After listening to employers ranging from funeral directors and dentists to administrators of small hospitals and surgery centers, a Small Business Advocacy Review Panel advised the Occupational Safety and Health Administration to put the brakes on its infectious disease rulemaking.
The panel asked OSHA to halt work on a rule while it considers the infectious disease risk of different job tasks and work settings. If the agency moves forward, the panel suggested expanding the scope of the Bloodborne Pathogen Standard rather than creating a new rule, limiting the settings that would be covered, or even restricting the rule to training requirements.
In short, the panel’s report reflected the sentiment expressed by small business representatives in four November 2014 conference calls that a new infectious diseases rule would be burdensome and unnecessary.
Health care facilities are already diligent in their efforts to comply with guidelines and rules from CDC, the Centers for Medicare & Medicaid Services, The Joint Commission, and state and local health departments, says Dee Tyler, RN, COHN-S, FAAOHN, executive president of the Association of Occupational Health Professionals in Healthcare (AOHP). Overlapping regulations can create confusion, she says.
“We do not believe that specific regulation by OSHA on infectious disease will significantly improve current efforts in healthcare institutions to prevent infection exposure to workers,” she says.
Ironically, the small business review of the proposed infectious disease rule occurred just as two nurses became infected while caring for the nation’s first domestic case of Ebola.

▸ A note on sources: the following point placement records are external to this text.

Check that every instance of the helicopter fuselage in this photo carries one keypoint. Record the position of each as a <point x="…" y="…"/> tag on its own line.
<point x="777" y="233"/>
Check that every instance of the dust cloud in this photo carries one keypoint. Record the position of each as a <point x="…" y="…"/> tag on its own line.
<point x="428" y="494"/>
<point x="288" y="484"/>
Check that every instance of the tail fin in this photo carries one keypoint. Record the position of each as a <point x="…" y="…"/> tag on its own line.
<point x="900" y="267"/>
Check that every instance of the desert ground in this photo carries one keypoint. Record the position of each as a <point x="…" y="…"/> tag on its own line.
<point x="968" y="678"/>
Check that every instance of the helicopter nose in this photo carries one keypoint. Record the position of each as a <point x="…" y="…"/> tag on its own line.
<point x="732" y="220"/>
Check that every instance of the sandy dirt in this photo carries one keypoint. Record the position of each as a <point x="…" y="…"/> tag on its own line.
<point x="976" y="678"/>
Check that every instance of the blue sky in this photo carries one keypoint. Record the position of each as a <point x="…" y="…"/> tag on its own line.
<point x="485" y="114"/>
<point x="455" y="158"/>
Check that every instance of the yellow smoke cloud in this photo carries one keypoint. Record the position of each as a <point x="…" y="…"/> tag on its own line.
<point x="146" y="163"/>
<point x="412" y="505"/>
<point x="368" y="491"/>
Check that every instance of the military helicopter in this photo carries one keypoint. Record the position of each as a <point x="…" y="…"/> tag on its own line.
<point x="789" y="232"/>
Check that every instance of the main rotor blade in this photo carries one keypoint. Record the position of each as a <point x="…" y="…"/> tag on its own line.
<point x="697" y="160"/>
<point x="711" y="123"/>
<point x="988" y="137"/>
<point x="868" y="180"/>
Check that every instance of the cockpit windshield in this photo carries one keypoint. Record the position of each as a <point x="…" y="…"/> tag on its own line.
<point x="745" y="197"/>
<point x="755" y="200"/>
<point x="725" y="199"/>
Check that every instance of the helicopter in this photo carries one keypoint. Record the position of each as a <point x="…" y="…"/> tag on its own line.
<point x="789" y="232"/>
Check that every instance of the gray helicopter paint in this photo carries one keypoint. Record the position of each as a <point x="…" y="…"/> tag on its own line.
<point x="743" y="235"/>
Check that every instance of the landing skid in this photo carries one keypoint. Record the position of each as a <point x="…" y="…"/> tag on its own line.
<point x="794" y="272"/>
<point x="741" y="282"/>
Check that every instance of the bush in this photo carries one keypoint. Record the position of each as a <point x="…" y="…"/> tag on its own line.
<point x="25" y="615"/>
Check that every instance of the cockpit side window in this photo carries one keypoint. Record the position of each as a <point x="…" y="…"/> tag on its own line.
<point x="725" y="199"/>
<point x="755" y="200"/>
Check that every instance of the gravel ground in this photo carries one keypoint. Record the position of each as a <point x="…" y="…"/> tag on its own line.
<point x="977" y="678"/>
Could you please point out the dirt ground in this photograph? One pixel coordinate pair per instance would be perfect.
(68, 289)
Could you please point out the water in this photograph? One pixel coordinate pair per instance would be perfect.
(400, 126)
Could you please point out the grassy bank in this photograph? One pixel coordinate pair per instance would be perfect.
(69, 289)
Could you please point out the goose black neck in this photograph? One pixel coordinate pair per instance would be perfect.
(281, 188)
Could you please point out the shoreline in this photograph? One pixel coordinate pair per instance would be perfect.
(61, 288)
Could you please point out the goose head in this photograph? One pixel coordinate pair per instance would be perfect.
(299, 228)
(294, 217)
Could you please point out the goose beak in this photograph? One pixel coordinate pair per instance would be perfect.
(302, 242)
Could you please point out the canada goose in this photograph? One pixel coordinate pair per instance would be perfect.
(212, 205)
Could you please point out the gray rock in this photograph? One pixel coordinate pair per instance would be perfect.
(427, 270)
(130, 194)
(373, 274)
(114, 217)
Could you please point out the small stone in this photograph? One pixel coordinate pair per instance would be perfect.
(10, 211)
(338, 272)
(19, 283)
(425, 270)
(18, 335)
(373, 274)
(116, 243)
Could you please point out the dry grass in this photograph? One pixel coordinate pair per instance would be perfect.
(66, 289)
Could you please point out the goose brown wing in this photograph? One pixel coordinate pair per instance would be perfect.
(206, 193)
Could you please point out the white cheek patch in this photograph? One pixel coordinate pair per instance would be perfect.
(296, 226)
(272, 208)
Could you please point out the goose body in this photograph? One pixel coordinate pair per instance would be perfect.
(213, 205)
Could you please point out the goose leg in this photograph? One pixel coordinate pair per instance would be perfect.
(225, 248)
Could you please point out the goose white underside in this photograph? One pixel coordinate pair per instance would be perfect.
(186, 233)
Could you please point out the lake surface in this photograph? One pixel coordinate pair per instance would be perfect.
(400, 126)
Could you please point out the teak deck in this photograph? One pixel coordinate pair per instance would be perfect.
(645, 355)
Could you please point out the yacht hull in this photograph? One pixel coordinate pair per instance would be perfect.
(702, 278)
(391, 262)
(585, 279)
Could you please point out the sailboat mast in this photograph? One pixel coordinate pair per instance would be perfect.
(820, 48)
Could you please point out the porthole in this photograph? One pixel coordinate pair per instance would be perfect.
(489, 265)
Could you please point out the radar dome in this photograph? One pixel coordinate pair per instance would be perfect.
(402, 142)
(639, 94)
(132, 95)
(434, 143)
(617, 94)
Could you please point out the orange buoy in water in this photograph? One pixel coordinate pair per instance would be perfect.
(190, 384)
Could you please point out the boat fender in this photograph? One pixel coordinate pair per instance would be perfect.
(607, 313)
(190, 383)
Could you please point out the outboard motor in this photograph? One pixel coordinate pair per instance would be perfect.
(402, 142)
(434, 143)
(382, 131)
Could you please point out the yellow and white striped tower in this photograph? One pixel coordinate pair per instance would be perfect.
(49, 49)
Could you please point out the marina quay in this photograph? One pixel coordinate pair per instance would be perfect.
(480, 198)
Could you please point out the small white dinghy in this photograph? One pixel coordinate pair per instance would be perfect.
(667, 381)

“The Ebola outbreak has been the strongest example of why we need an OSHA infectious disease rule to protect health care workers,” contends Mark Catlin, health and safety director of the Service Employees International Union (SEIU).
“We had the [public] health officials and health care institutions primarily saying don’t worry, everything’s ready, no problem,” he says. “Within less than a month, it was pretty clear that the health care industry really wasn’t prepared to protect workers from Ebola.”
Mandatory vs. voluntary?
As OSHA considers how to move forward on the infectious disease rule, one question remains at the forefront: Are the current guidelines sufficient to protect health care workers?
The panel’s report spells out that concern as OSHA’s rationale for a new standard — that enforcement would improve adherence to infection control and result in a safer environment for both workers and patients.
“When these practices are consistently and rigorously followed, they have proven effective at preventing the spread of infections. OSHA believes that the evidence shows, however, that many employers do not consistently adopt or rigorously enforce these guidelines, leaving both workers and patients at risk of contracting infectious diseases,” the report said.
An infectious disease rule remains a regulatory priority, according to the fall 2014 regulatory agenda.
While the Ebola outbreak highlighted the risk to health care workers, other non-bloodborne diseases such as avian influenza or multi-drug resistant Staphylococcus aureus (MRSA) present an ongoing threat, says Jordan Barab, deputy assistant secretary of labor, told HEH.
“We’re in an age now where we have all kinds of infectious diseases that are antibiotic resistant,” he says. “Those are obviously workplace hazards and OSHA needs to have the rules to ensure that workers are protected.”
Barab notes that the small business representatives argued that they were already following voluntary guidelines — and, conversely, that it would be too burdensome to comply with the infectious disease rule as outlined in a draft proposal. The draft included requirements for employers to have a “worker infection control plan,” annual training, and “medical removal protection” that would provide pay and job protection for workers furloughed because of work-related exposures or illness.
While The Joint Commission requires hospitals to follow appropriate guidelines, there is no avenue for workers to file a complaint if they feel they are not adequately protected, Barab says.
OSHA will consider the small business comments as it drafts a proposed rule, a process that may take at least a couple of years, he says. The small business review process is “only the first of many steps we go through in which we solicit public input,” he says.